- Container Analysis is a service that provides vulnerability scanning and metadata storage for software artifacts.
- The service performs vulnerability scans on built software artifacts, such as the images in Container Registry, then stores the resulting metadata and makes it available for consumption through an API.
- The metadata may come from several sources, including vulnerability scanning, other Cloud services, and third-party providers.
- Container Analysis performs vulnerability scans on images in Container Registry and monitors the vulnerability information to keep it up to date.
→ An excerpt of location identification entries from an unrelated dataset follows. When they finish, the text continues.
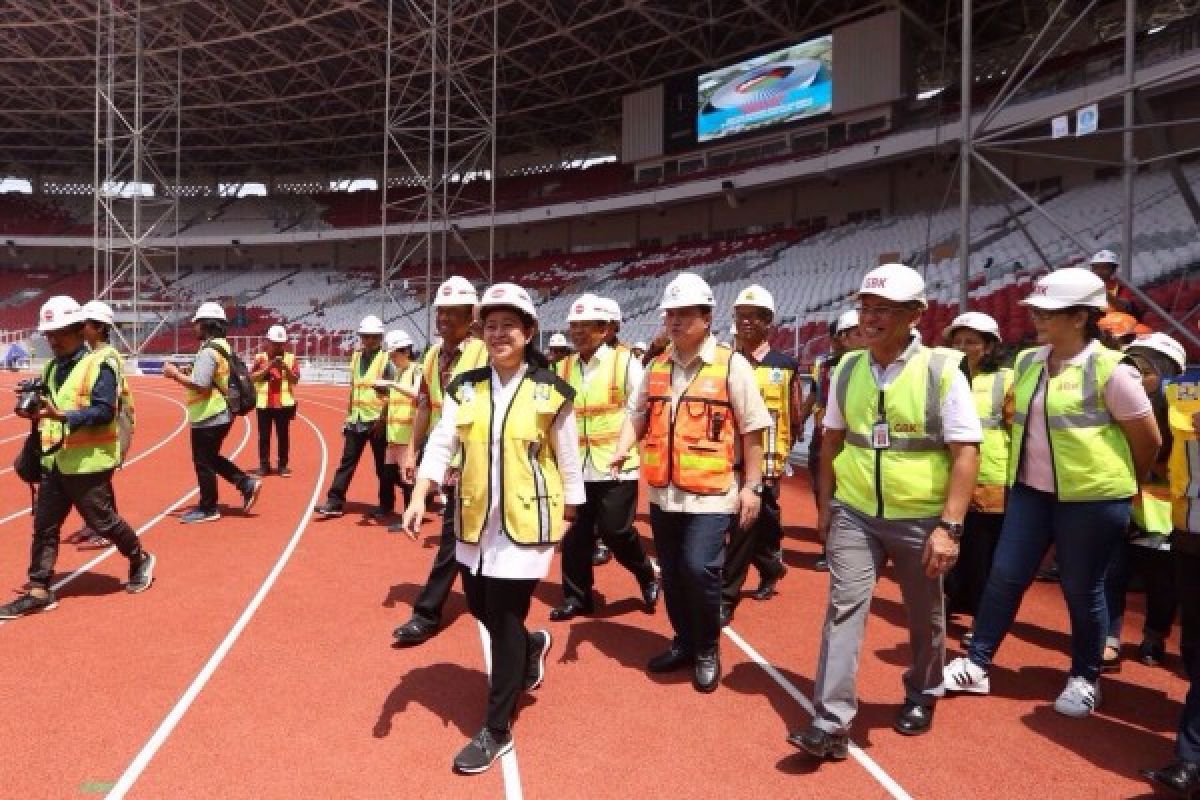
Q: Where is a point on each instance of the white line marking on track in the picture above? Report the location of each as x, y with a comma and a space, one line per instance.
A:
856, 752
135, 770
509, 767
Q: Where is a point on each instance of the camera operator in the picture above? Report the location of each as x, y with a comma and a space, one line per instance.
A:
77, 421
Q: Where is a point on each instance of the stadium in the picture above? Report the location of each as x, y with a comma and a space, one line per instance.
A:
306, 166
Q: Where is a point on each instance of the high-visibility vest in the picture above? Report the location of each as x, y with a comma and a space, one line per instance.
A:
532, 501
85, 450
600, 405
366, 404
1091, 456
693, 445
402, 408
907, 480
204, 403
989, 390
1182, 396
262, 386
473, 355
774, 377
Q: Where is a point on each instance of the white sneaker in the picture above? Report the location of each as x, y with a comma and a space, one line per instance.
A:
965, 675
1079, 698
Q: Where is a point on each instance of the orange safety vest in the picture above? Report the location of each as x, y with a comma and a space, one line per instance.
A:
691, 445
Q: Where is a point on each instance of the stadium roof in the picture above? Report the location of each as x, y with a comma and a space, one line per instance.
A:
289, 86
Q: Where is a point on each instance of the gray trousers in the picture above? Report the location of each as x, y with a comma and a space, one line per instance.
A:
858, 548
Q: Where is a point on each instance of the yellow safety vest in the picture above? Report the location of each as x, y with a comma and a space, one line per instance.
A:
600, 405
532, 501
87, 450
1183, 463
366, 404
909, 479
402, 408
1091, 456
204, 403
262, 385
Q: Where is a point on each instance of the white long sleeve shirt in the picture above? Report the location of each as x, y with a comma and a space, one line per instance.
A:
497, 555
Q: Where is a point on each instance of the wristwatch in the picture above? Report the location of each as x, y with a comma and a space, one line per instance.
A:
953, 528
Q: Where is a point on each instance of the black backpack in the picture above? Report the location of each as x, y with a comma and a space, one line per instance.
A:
241, 396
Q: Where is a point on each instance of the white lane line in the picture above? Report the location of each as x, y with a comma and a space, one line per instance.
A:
183, 425
136, 768
509, 767
856, 752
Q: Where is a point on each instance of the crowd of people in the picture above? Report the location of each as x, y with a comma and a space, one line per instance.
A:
961, 464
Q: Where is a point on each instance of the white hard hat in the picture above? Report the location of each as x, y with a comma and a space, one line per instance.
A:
685, 290
59, 312
371, 324
755, 295
846, 320
1069, 287
97, 312
508, 294
456, 290
209, 311
588, 308
977, 322
894, 282
1164, 344
397, 341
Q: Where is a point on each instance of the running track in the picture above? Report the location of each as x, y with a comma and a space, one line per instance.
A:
259, 667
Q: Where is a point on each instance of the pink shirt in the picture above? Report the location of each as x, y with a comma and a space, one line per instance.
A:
1123, 396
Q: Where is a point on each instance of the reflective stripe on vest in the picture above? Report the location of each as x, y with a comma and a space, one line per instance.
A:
693, 444
532, 503
907, 480
600, 407
989, 390
366, 404
204, 403
262, 388
1091, 456
775, 386
402, 408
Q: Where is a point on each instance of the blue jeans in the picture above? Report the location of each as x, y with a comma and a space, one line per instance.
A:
691, 554
1084, 534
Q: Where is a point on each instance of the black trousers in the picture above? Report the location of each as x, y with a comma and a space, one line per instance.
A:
609, 512
93, 497
353, 444
209, 463
429, 603
281, 420
969, 576
502, 605
762, 543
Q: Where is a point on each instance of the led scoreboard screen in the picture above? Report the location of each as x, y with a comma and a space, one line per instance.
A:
772, 89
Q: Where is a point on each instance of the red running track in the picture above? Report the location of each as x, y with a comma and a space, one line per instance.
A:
259, 667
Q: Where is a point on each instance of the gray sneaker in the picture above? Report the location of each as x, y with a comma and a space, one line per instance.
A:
1079, 698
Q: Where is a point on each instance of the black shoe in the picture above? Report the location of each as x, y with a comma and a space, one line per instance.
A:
329, 509
819, 744
481, 751
913, 719
535, 659
570, 609
670, 661
29, 605
1182, 779
414, 631
766, 589
141, 573
707, 672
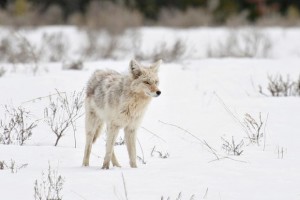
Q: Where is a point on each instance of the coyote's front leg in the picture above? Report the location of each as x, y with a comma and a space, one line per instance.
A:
130, 139
112, 134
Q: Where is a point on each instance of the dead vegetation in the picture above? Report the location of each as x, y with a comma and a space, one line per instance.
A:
62, 113
12, 166
50, 187
278, 86
17, 126
250, 44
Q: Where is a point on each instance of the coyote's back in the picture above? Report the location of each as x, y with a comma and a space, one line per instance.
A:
119, 101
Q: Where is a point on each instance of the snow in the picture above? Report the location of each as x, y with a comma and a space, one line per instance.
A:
196, 96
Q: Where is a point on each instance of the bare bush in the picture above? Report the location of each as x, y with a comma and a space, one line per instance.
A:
56, 45
63, 112
12, 166
50, 186
114, 18
280, 87
73, 65
254, 128
18, 126
100, 45
238, 44
231, 147
16, 48
190, 17
169, 53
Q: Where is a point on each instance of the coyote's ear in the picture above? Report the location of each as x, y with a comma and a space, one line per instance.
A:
135, 68
155, 66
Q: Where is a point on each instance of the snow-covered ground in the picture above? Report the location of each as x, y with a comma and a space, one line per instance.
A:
202, 100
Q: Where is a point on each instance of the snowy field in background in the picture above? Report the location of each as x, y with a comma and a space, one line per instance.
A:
197, 95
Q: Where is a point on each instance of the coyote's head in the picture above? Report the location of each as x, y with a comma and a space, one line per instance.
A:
145, 79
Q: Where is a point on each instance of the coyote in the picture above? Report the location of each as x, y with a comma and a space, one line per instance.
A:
119, 101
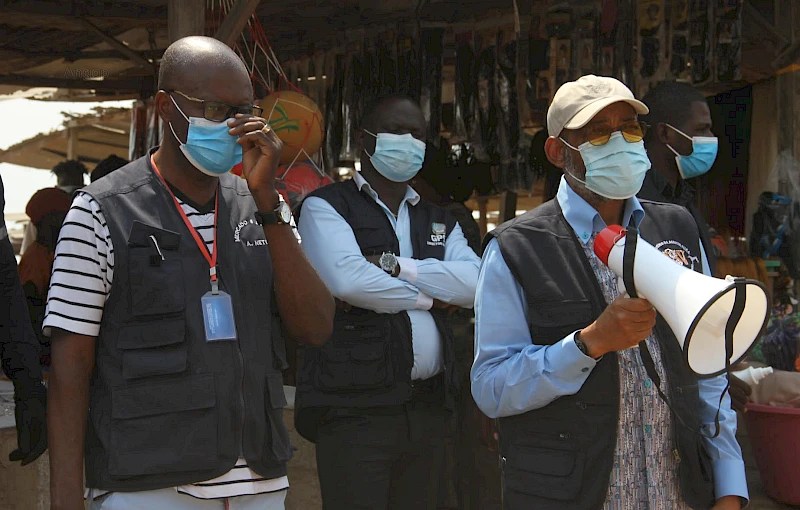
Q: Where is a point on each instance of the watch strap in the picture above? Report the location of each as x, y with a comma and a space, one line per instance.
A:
579, 344
267, 218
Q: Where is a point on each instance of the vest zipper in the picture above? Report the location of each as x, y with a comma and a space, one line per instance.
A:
241, 398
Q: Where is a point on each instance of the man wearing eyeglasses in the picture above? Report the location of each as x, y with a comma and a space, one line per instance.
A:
581, 421
173, 282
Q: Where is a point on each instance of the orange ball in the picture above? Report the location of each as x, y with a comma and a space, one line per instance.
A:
297, 121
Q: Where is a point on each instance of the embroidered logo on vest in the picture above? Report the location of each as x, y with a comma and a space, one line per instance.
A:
247, 232
679, 254
438, 235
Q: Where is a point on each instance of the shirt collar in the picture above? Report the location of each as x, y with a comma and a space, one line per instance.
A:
584, 219
412, 197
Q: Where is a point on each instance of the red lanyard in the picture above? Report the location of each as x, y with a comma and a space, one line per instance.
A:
201, 245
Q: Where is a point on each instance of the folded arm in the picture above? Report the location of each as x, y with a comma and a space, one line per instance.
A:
452, 280
511, 375
726, 455
331, 247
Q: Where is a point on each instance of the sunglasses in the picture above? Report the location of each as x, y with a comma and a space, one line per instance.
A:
216, 111
632, 132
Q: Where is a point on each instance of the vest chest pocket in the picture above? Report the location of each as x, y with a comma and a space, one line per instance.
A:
155, 271
361, 362
153, 349
549, 322
550, 470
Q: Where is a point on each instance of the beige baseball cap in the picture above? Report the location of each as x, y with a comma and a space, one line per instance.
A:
577, 102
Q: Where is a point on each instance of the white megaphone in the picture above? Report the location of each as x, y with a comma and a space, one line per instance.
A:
696, 307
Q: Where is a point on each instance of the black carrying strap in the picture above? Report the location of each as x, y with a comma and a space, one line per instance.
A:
628, 259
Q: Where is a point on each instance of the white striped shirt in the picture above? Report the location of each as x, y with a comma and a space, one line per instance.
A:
83, 272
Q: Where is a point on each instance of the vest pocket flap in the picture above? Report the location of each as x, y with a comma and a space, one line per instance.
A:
560, 313
140, 236
277, 397
150, 399
145, 336
367, 353
543, 461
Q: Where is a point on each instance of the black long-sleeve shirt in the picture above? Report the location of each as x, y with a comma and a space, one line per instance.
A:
656, 188
19, 346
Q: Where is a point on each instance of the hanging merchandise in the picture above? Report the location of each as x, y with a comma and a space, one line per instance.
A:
728, 52
700, 16
297, 180
297, 121
586, 55
463, 95
651, 31
625, 42
487, 114
679, 34
333, 110
387, 75
350, 118
408, 82
507, 114
430, 99
608, 31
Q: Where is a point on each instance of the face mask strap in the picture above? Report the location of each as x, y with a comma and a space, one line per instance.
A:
178, 107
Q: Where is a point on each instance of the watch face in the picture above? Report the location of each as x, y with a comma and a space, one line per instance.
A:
388, 262
284, 212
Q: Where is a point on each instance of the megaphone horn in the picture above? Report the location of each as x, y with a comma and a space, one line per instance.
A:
702, 311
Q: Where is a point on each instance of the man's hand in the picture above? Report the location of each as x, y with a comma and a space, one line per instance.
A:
261, 153
728, 503
441, 305
30, 413
622, 325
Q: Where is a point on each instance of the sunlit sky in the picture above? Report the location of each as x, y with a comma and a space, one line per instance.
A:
23, 119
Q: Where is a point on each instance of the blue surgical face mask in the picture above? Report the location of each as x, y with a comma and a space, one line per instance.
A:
209, 147
397, 157
704, 153
615, 170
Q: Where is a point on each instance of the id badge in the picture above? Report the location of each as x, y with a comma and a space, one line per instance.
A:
218, 317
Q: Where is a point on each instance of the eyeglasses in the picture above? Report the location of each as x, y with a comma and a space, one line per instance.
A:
216, 111
632, 132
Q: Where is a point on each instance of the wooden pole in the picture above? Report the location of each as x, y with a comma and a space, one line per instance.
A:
235, 21
483, 225
185, 18
72, 142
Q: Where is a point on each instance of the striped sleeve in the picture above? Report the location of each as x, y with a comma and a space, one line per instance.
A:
82, 270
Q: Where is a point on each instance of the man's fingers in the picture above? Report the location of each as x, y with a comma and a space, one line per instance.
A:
247, 127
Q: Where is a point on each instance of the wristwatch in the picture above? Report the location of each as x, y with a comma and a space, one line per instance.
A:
389, 264
580, 345
281, 215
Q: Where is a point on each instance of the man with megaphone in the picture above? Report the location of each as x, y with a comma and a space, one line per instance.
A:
587, 421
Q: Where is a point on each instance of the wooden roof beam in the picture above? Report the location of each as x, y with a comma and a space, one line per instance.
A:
104, 10
235, 21
76, 55
121, 47
131, 84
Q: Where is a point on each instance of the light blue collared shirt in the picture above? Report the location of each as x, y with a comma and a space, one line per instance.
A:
513, 375
331, 247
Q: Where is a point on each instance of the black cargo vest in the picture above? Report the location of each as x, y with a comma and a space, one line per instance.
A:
168, 408
368, 360
561, 456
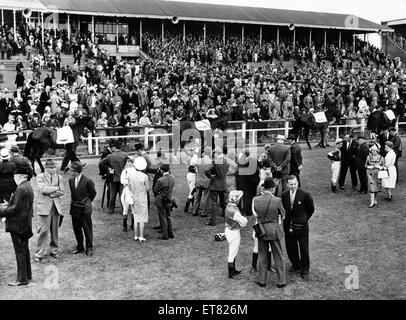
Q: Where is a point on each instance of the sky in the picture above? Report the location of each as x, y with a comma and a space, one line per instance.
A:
376, 11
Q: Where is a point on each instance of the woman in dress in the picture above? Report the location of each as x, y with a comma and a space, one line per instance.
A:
373, 164
389, 183
138, 184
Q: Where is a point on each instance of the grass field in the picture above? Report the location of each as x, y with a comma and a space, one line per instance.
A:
343, 232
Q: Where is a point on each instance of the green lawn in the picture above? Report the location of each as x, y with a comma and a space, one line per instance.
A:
344, 232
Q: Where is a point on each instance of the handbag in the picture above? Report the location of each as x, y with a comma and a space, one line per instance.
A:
259, 228
383, 174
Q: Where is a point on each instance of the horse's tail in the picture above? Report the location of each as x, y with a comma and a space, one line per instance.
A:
28, 146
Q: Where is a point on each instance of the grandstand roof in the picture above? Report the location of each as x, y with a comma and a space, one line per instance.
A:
213, 12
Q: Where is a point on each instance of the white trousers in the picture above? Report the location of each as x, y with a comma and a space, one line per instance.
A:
233, 238
335, 168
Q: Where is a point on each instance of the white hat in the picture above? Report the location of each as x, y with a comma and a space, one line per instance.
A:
140, 163
5, 154
235, 196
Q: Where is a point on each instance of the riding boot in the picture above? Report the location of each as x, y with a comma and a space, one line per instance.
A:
187, 206
235, 270
254, 261
231, 270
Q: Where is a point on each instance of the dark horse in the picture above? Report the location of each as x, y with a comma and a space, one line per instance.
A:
307, 122
378, 121
41, 139
179, 139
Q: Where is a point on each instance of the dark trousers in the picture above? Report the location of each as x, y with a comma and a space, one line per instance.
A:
82, 223
363, 178
297, 247
22, 253
164, 215
70, 155
115, 188
213, 195
343, 173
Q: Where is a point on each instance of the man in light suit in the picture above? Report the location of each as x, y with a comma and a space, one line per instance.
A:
83, 193
270, 212
163, 196
203, 167
279, 157
49, 210
218, 185
299, 208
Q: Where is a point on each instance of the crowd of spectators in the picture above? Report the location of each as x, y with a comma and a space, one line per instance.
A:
196, 80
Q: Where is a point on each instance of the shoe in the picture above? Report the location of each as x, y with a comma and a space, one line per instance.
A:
17, 284
304, 276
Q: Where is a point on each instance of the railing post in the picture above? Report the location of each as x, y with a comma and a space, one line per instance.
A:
286, 128
90, 143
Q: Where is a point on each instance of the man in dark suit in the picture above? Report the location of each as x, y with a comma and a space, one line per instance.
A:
279, 157
83, 193
163, 197
218, 185
360, 160
397, 147
299, 208
296, 160
348, 151
19, 212
382, 138
114, 164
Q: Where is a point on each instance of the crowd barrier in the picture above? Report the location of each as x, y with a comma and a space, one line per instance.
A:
251, 132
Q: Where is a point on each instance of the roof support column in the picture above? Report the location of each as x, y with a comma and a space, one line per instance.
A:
162, 31
14, 25
260, 36
277, 36
93, 29
141, 34
68, 27
224, 34
184, 31
204, 34
42, 29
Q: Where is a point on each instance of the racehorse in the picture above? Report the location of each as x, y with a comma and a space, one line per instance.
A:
216, 125
307, 122
41, 139
378, 121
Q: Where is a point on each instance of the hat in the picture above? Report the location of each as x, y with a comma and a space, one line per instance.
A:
15, 149
49, 164
165, 167
235, 196
389, 144
140, 163
5, 154
280, 137
76, 166
269, 183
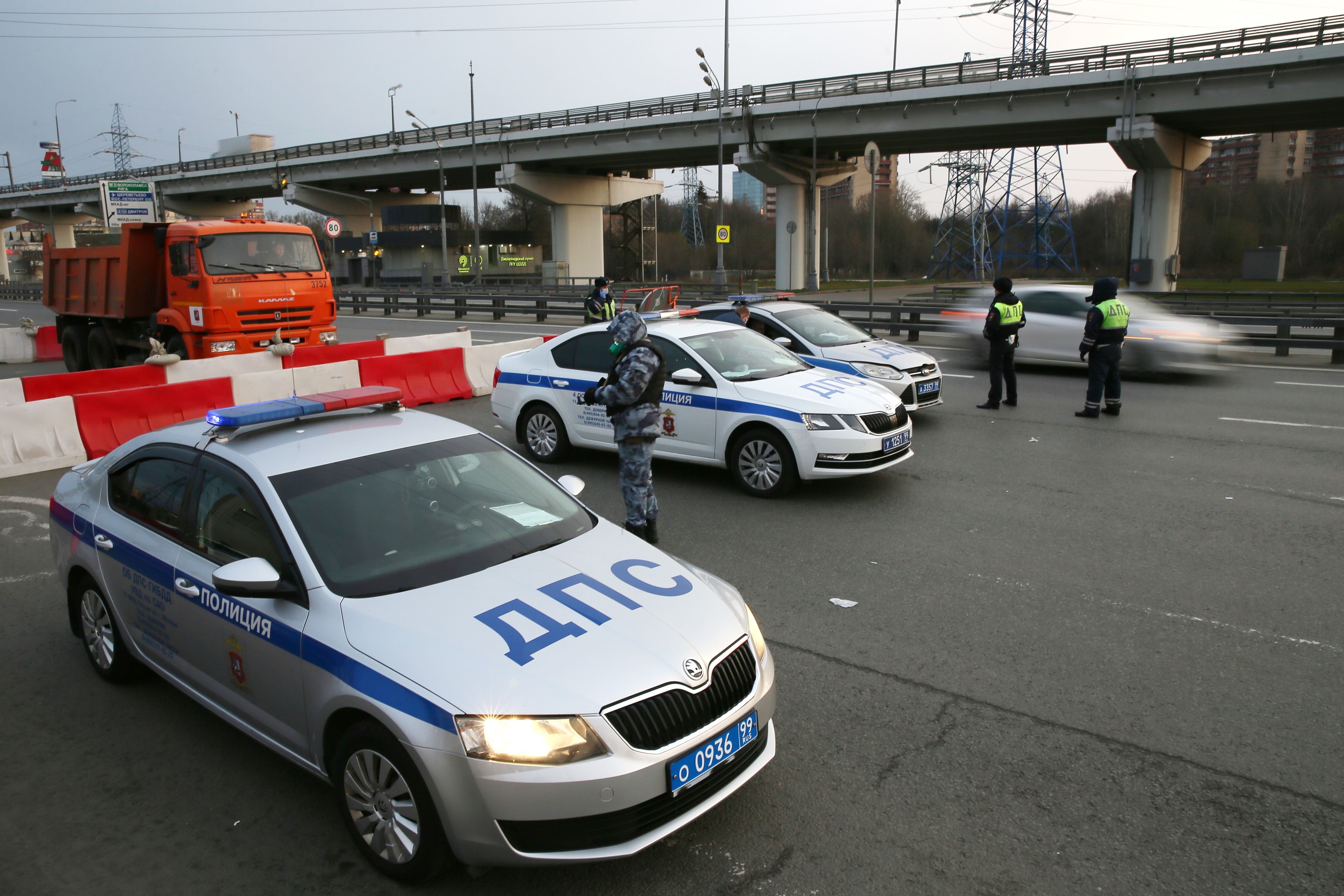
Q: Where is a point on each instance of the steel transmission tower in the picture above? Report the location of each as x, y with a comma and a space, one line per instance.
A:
121, 150
960, 246
691, 230
1026, 205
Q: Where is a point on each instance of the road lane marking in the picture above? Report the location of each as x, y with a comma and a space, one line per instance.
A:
1314, 426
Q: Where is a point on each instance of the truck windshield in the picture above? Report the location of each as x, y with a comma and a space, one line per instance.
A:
416, 516
259, 253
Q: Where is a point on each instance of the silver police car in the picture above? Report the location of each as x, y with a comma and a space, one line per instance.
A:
478, 663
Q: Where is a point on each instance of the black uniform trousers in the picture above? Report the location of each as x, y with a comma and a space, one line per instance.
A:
1002, 371
1104, 375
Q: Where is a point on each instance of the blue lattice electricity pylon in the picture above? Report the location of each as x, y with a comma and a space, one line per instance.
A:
1026, 205
959, 250
691, 230
121, 151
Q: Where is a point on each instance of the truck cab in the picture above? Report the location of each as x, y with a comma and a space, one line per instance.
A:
203, 289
This process comprises two main tasks:
- With incremental scanning, Container Analysis scans new images when they're uploaded to Container Registry.
- The scan gathers metadata based on the container manifest and updates this metadata every time the image is re-uploaded (re-pushed).
- With continuous analysis, Container Analysis continuously monitors the metadata of scanned images in Container Registry for new vulnerabilities.
- As Container Analysis receives new and updated vulnerability information from vulnerability sources, it re-analyzes the containers to keep the list of vulnerability occurrences for already scanned images up-to-date.
- It creates new occurrences for new notes, and deletes occurrences that are no longer valid.
- This type of analysis pertains only to package vulnerabilities and does not include other kinds of metadata.
- Container Analysis performs continuous analysis only for images that have been pulled in the last 30 days.
- When the scan of an image is completed, the produced vulnerability result is the collection of vulnerability occurrences for that image.
- The severity levels are qualitative labels that reflect factors such as exploitability, scope, impact, and maturity of the vulnerability.
- If a vulnerability enables a remote user to easily access a system and run arbitrary code without authentication or user interaction, that vulnerability would be classified as Critical.
- Effective severity is the severity level assigned by the Linux distribution.
- If distribution-specific severity levels are unavailable, Container Analysis uses the severity level assigned by the note provider.
- CVSS score is the Common Vulnerability Scoring System score and associated severity level.
- For a given vulnerability, the severity derived from a calculated CVSS score might not match the effective severity.
- Linux distributions that assign severity levels use their own criteria to assess the specific impacts of a vulnerability on their distributions.
- A high-level piece of metadata, such as a vulnerability or build information, is called a note.
- When Container Analysis analyzes an image, each instance of a note that it finds is identified as an occurrence.